An equivalent processes was applied to check reliability of quiddity variables (having fun with 76 circumstances entirely)
The introduction of classes and you can good pilot precision attempt survived step three days, when go out the codebook are altered from time to time. So you’re able to take to precision, several programmers (scholar students) independently coded a group from 100 randomly picked meme circumstances (from the 10% of one’s attempt). This new agreement rates is checked out with the Krippendorff ( 2004b ) test, having .66 due to the fact minimal score to simply accept a variable as the recommended (Krippendorff, 2004a ). In the course of time, a couple variables, subculture (content) and visualize checklist (form) received an inadequate get, and you can was in fact taken out of the newest codebook, making forty eight variables toward actual programming (Find but also for the whole codebook of your own simple services during the our investigation). Just after reliability ended up being founded, all of those other try is actually divided between the two coders.
We employed system research process (Barabasi & Frangos, 2002 ; Newman, Barabasi, & Watts, 2006 ) to map the content, participation, and function similarities between meme hours as well as their cohesiveness. The actors regarding system were this new meme circumstances, and their undirected ties was in fact the common blogs, involvement, and you will form qualities. Particularly, if meme times A great and you will B express around three common features inside popular, the link manage pounds around three. I created three independent undirected systems having content, means, and you will participation, plus a network that mixes all issue along with her. Aforementioned stands for all round proximity certainly one of meme period within our shot.
Circle data permitted pinpointing many main meme circumstances, put another way, individuals who mutual the highest quantity of content, participation, and you may form functions with people, and additionally those people that have been a lot more peripheral, meaning that got book otherwise unusual services ( ). Additionally, studying the general framework of system, we can choose groups off meme days with a high cohesiveness out-of stuff, participation, and you may function. We can after that take a look at and this meme parents had been far more cohesive than simply anyone else and you will reveal the web link between common features and you will family unit members cohesiveness.
Computing new cohesiveness off meme parents
Structural cohesion inside the systems features certain specifications (White & Harary, 2001 ). We find the most simple one, and you can opposed new connections among cases of a comparable family with connections outside the nearest and dearest. This new cohesiveness adjustable was created to mention from nazwa uÅ¼ytkownika arablounge what the total amount meme instances was in fact exactly like almost every other instances regarding same relatives into the terms of universal blogs, contribution, and you may means. First, we calculated the new community knowledge (Barabasi & Frangos, 2002 ; Newman, Barabasi, & Watts, 2006 ) each and every meme such, we.e., what number of popular content, participation, and you may setting features which shared with most other hours throughout the same family members and with occasions from other family. Following, for every single of your own 50 meme families in our sample, i calculated the latest imply amount of common attributes its days shared within and you may outside of the family. Ultimately, the newest cohesiveness variable are identified as the real difference from the mean amount of prominent characteristics within this and additional a beneficial meme relatives.

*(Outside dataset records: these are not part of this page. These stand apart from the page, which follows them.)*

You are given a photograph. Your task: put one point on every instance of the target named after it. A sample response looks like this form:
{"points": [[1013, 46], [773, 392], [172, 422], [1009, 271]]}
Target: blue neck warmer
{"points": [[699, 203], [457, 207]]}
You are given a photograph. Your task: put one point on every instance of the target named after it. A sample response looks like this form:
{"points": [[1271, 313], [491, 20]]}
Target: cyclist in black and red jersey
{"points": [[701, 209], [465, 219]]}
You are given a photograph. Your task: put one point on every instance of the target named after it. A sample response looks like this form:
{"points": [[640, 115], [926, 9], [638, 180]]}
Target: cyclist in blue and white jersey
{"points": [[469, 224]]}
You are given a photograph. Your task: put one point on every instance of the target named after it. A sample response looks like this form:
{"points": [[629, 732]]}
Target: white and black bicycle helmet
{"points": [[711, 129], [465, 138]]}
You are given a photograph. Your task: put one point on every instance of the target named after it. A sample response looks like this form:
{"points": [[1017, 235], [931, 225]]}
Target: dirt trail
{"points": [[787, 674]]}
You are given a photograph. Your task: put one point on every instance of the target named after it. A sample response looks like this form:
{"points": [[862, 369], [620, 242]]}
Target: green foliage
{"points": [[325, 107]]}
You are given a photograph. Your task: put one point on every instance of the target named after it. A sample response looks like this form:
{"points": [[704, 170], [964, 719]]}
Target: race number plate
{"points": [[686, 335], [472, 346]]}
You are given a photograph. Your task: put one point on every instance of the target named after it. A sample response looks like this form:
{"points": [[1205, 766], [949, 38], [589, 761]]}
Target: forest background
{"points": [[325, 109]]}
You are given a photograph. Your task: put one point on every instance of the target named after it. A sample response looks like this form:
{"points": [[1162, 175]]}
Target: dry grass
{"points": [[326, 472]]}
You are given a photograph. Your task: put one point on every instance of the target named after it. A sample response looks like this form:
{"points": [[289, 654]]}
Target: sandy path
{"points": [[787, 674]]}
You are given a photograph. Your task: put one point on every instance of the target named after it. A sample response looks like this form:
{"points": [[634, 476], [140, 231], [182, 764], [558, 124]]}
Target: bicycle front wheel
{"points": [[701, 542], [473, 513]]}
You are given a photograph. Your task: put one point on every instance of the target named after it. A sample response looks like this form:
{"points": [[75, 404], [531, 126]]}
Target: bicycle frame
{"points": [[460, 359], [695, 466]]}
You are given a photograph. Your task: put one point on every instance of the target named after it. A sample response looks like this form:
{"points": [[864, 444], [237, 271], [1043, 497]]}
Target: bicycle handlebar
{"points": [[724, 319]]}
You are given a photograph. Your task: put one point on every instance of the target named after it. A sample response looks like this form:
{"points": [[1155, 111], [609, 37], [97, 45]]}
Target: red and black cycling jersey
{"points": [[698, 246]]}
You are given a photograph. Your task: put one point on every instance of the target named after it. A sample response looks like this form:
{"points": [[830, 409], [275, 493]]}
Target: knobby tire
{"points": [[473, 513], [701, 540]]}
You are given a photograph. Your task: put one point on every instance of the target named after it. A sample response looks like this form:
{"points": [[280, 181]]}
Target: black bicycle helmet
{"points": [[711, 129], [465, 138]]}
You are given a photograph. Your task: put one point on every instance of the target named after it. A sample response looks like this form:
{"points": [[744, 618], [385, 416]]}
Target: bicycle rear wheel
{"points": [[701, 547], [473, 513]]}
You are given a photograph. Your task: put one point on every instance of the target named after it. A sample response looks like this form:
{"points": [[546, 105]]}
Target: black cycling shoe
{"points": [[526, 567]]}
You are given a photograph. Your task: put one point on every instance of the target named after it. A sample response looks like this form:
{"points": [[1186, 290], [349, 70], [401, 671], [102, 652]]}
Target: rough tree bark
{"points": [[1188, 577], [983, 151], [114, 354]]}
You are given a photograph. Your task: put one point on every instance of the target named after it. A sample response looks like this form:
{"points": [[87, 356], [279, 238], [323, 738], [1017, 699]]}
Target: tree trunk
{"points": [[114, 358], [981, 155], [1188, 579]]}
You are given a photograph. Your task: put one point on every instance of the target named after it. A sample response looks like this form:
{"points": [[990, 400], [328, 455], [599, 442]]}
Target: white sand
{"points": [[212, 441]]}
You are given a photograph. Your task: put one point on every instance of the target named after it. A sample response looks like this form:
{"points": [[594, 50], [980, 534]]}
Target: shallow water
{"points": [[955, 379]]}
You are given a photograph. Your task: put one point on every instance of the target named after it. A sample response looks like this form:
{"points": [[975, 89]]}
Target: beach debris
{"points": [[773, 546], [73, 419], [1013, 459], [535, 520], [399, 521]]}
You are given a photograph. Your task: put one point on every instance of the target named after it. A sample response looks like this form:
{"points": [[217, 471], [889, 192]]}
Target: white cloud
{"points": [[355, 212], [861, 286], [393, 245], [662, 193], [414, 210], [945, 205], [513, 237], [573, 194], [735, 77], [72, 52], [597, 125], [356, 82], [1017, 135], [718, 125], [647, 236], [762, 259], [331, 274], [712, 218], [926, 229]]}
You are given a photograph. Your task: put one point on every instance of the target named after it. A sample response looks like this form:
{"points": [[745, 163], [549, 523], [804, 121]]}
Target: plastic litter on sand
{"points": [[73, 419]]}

Calculating the latest uniqueness out of meme family members
The newest dimensions out of individuality level was created to mention exactly how novel good meme friends was a student in regards to its universal blogs, involvement, and you will mode functions. In other words, uniqueness top reflected brand new gap involving the general features of an excellent meme nearest and dearest as well as the main-stream (the preferred common attributes on the entire sample). Earliest, we calculated the part of stuff, contribution, and means characteristics into the for each and every loved ones; 2nd, we determined the newest portion of for every single characteristic from the entire sample; last but most certainly not least, each meme household members, i determined the new square root of your own amount of the fresh new square differences between both (like in the brand new algorithm for basic deviation). This is standard to start around 0 and you may 1, in which step one means ideal uniqueness regarding a great meme nearest and dearest in the terms of its common attributes.